The bank statement import (with well-constructed bank rules) will take care of receiving all automated debit orders.

This is one case where your auditor will have no advice to offer. You just need to understand Manager’s features.

When you sign up a new customer, you will have to do two things:

  • Create a recurring sales invoice for them (a one-time event)
  • Create a new bank rule for them (also a one-time event)

Everything else will happen once per month in generating sales invoices and importing the bank statement. Both those are single actions. The biggest work will be sending out invoices. But you are presumably doing that already.

Hi Tut

Thank you for the reply.

I do know about recurring invoices. I am already doing that. And it is a great feature.
About the bank rule, as far as I can see, you can only allocate the transaction to an income or expense account and not an individual invoice.
I tested it with a dummy company and played around with it, and even if I allocate the funds received to the same account which the invoices are assigned to, it just shows that amount as income, but the individual invoices remain un “unpaid” status.

I think there should be an option then when you create a bank rule, it should not only assign the transaction either to an account, or an invoice. That way the chart of accounts and the invoice will be updated.

Maybe I might be missing something, or I might be wrong.

Partially true, but functionally false.

You can allocate a receipt via a bank rule to Accounts receivable and a specific customer:

Screen Shot 2020-09-23 at 10.16.52 AM

Because bank rules are meant to be lasting, you cannot allocate to specific invoices. (That is the true part of what you wrote. The part about only being able to allocate to income or expense accounts was false. Be sure to scroll down far enough in the dropdown menu to see all accounts.) Manager will automatically post an undesignated receipt to the oldest unpaid invoice. In your case, you should only have the most recent invoice still unpaid when you open when you import your statement. So as long as the bank rule can identify the customer, everything should work.

@Tut, thank you for the info. I completely understand what you mean.

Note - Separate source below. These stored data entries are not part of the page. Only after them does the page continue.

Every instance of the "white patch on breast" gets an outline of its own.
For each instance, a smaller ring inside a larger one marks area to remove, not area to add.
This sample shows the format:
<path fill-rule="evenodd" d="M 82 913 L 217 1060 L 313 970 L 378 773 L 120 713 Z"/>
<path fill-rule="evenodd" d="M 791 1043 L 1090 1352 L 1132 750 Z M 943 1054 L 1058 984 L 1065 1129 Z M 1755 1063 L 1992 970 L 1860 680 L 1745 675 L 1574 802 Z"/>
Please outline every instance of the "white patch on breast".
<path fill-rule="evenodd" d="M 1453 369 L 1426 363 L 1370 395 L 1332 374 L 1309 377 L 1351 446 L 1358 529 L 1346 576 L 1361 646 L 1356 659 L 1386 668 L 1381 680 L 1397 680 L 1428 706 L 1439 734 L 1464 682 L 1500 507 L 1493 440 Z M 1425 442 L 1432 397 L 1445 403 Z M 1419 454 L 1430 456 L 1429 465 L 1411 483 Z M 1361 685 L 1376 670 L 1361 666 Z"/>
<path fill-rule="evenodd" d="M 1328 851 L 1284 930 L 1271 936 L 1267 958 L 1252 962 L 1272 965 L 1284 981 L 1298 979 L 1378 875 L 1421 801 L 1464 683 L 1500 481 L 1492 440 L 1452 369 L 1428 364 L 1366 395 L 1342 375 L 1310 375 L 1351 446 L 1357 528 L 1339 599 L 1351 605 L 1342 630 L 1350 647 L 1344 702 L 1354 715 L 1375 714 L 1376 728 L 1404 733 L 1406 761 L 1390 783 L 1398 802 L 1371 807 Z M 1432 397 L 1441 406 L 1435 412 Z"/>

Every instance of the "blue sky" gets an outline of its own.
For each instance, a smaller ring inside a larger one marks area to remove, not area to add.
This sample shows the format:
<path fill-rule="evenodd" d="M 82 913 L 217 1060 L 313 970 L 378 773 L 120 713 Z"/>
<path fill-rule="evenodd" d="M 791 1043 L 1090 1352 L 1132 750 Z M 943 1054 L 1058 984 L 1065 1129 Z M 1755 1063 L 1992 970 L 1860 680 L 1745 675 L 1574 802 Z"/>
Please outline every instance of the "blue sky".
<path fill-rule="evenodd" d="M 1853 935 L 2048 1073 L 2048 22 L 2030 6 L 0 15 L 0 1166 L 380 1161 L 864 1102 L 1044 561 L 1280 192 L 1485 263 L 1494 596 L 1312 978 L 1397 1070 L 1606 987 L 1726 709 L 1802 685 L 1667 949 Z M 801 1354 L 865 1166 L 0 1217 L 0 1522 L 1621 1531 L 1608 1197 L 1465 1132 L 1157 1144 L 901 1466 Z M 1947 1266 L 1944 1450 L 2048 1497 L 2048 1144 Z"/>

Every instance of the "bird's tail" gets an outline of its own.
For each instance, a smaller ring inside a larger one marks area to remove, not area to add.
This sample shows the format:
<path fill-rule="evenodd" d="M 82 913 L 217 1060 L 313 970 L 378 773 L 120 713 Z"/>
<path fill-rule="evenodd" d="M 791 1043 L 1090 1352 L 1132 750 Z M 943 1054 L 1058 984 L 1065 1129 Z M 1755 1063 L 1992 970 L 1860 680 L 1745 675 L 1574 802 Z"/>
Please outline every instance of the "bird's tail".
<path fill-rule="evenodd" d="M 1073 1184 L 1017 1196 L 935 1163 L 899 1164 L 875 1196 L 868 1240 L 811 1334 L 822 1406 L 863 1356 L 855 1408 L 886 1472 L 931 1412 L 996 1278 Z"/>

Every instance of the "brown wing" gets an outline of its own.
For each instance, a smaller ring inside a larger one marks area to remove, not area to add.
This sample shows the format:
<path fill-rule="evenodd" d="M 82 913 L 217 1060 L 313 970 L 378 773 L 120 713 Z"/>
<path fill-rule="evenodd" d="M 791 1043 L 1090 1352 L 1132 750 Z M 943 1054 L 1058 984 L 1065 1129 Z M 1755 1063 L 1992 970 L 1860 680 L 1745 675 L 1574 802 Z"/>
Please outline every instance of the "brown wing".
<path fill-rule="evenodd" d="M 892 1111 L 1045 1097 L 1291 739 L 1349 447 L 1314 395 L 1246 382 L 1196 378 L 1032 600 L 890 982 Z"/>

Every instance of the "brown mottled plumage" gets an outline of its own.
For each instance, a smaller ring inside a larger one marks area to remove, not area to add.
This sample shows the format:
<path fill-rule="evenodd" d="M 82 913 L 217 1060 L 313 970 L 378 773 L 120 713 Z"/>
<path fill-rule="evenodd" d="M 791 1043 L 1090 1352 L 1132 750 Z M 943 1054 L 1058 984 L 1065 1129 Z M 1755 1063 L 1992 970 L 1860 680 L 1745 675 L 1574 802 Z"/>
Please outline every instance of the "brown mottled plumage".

I think this is more of a procedural thing on my side, seeing that the bank deposit descriptions contains invoice references, so basically it will change every month. I will have to change that so it contains the customer.

Thank you very much for the help. Much appreciated.

This is the key to what I mentioned previously—well constructed bank rules. You need to find something that consistently identifies your customers. That can be difficult in a situation like yours, because they will probably be using different credit card processors who may pass different information in different formats to your bank. I’ve seen bank statements that look as though they were manually keyed in by a group of clerks all using their own, made-up rules for abbreviations, information selection, etc.